“Tudo o que era sólido se desmancha no ar” – já diria um camarada muito conhecido nosso –, imaginem então aquilo que nunca teve solidez. O governo Bolsonaro, desde a sua lamentável instauração, coleciona uma série de capítulos nos quais se evidencia, além de retrocessos em todas as pastas, a falta de coerência e seriedade com o compromisso político, culminando em diversos momentos com demissões e contratações de ministros. Infelizmente, isso não é diferente neste momento crítico para a saúde pública.

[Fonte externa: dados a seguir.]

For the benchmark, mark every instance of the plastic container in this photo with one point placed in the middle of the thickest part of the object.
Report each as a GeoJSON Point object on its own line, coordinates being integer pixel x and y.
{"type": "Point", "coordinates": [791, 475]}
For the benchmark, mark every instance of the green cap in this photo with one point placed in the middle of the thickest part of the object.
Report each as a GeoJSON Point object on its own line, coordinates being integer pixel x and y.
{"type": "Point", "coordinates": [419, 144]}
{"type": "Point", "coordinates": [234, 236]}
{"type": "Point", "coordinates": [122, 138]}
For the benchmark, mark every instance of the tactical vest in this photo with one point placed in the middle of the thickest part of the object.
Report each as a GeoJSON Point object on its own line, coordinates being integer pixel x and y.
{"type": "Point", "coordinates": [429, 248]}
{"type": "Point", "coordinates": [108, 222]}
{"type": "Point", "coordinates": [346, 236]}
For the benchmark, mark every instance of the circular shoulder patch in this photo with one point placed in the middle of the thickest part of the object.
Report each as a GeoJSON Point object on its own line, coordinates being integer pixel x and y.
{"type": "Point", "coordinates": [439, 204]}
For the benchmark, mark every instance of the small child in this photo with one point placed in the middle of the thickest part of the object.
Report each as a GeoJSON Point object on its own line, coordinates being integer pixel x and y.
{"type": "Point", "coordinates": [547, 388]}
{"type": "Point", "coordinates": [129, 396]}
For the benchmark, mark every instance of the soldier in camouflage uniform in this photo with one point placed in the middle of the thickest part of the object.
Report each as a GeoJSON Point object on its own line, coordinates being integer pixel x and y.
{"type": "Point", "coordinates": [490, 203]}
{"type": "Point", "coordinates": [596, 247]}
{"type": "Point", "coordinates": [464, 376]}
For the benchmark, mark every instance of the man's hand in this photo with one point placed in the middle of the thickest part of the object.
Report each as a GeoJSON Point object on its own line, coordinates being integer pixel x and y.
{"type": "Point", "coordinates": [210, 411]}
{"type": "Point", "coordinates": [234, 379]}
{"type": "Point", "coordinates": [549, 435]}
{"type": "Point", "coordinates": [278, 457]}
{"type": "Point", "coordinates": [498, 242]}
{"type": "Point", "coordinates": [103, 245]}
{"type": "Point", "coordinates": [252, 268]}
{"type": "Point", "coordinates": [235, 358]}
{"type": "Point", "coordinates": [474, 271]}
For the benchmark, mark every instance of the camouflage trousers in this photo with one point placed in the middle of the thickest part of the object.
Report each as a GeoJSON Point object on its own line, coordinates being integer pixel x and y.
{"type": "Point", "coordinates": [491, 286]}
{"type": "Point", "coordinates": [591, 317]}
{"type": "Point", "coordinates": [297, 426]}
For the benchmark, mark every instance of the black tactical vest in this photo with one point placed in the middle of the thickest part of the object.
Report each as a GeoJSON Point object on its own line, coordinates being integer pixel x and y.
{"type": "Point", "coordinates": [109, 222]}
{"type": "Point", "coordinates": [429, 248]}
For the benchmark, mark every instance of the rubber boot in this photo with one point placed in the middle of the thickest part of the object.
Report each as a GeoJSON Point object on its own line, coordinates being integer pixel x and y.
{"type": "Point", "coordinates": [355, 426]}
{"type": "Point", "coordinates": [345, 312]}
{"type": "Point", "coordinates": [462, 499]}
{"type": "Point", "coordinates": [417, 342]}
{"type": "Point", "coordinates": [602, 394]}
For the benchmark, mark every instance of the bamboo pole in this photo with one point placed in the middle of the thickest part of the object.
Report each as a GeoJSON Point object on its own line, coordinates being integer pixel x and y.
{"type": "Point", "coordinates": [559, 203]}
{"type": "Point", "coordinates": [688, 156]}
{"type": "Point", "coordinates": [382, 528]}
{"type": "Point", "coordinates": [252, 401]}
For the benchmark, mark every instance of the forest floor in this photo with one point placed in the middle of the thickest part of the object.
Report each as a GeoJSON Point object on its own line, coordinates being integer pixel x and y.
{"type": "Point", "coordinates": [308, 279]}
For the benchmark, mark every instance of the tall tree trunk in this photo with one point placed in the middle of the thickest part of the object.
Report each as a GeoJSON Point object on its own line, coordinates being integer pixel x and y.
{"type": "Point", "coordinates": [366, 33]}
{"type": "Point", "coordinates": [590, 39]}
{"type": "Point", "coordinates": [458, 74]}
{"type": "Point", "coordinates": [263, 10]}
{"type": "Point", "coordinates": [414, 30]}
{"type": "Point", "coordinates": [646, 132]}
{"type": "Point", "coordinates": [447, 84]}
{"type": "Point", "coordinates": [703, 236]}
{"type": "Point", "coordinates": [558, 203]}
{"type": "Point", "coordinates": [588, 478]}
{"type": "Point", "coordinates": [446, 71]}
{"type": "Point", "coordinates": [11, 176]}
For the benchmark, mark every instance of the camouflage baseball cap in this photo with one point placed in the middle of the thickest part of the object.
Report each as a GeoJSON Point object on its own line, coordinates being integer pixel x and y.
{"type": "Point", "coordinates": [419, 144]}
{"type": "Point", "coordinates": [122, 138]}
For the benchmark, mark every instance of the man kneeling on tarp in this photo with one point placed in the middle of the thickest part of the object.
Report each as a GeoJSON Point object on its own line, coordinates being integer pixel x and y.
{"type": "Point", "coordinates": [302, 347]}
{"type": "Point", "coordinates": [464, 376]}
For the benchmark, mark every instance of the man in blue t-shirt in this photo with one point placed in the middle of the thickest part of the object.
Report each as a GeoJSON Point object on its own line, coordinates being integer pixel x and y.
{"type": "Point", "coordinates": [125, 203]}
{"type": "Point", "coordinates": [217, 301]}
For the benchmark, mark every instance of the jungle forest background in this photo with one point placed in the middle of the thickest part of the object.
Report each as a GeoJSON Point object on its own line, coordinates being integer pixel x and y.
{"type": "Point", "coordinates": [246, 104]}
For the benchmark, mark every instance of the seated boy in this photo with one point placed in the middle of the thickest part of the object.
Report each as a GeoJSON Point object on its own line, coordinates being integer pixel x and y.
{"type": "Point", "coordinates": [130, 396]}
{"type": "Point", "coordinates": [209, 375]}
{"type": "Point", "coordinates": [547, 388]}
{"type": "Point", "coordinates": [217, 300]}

Numa conjuntura de 52.995 casos confirmados e 3.670 óbitos pela Covid-19 (25/4), o governo parece estar mais preocupado com a manutenção dos seus privilégios, alguns, por sinal, frutos de sucessivos abusos de poder e de corrupção. Desde os primeiros sinais de que a pandemia pelo coronavírus chegava ao Brasil, o governo Bolsonaro não tratou com seriedade a situação, levando a classe trabalhadora a acreditar que não passava de uma “gripezinha” e que a economia não poderia parar com a irresponsável justificativa de que todos seriam infectados. Enquanto isso, os governos estaduais – oposição ou não – foram vanguarda de um processo que vai na contramão dos desmandos do governo Federal. Infelizmente, os estados esbarram em questões fundamentais para o isolamento social efetivo, as quais não podem ser sanadas integralmente por eles, necessitando do respaldo Federal. Dentre estas questões, incluem-se o provimento de recursos para o sistema de saúde e para a manutenção dos trabalhadores formais ou informais em casa.
O apoio integral do governo Federal, sem dúvidas, facilitaria esse processo. Mas o que vemos é escassez de leitos de UTI, atrasos no pagamento e aprovação do (irrisório) auxílio emergencial, o aprofundamento das vulnerabilidades das populações em situação de risco e uma série medidas irresponsáveis tomadas pelo presidente, vide as convocações de manifestações nas ruas a seu favor. Não é de se espantar o descontentamento de Bolsonaro com a atuação do ex-ministro Mandetta que, apesar de seu caráter liberal, vinha tocando tarefas condizentes com a situação sanitária do país. A demissão de Mandetta da pasta da saúde, o pacto anti-ciência de difusão de fake news sobre tratamentos milagrosos para a Covid-19, o desrespeito com as famílias das vítimas desta doença reforçam com quem é o compromisso de Bolsonaro e colocam o Brasil numa situação mais desconfortável do que já era internacionalmente.
Hoje mesmo, 25 de abril, foi anunciado que uma reunião com a cúpula da Organização Mundial da Saúde (OMS), liderada por Macron, presidente da França, ocorreu sem a presença de lideranças brasileiras. O Brasil é deixado de fora de uma aliança que coordena o acesso a tratamentos para a Covid-19 graças aos desmandos do governo Federal, com o qual Macron já havia demonstrado descontentamento. Este é o preço das irresponsáveis escolhas políticas brasileiras. Para intensificar ainda mais esta crise, coexistem os escândalos da demissão de Sérgio Moro do Ministério da Justiça, deixando latentes as questões de corrupção aliado às milícias do Rio de Janeiro com a família Bolsonaro. Enquanto isso, mais e mais brasileiros e brasileiras padecem da Covid-19 nas ruas, nas penitenciárias, nos hospitais (com a assistência ideal ou não) ou em suas casas. Espera-se que neste momento o grito “Fora Bolsonaro” ganhe mais força nacionalmente, que se realize a profecia que termina o trecho introdutório deste apontamento: “tudo o que era sagrado é profanado, e as pessoas são finalmente forçadas a encarar com serenidade sua posição social e suas relações recíprocas” (Karl Marx).
O presente artigo apresenta as opiniões da autora. Alana Mercês de Almeida participa do Comitê Fora Bolsonaro, é estudante do 5º ano de Medicina da Universidade Estadual de Feira de Santana (UEFS), Bahia, membro do Diretório Acadêmico de Medicina de Feira de Santana e do Núcleo de Pesquisa Integrada em Saúde Coletiva da UEFS, onde desenvolve projeto de pesquisa sobre estresse no processo de trabalho em saúde.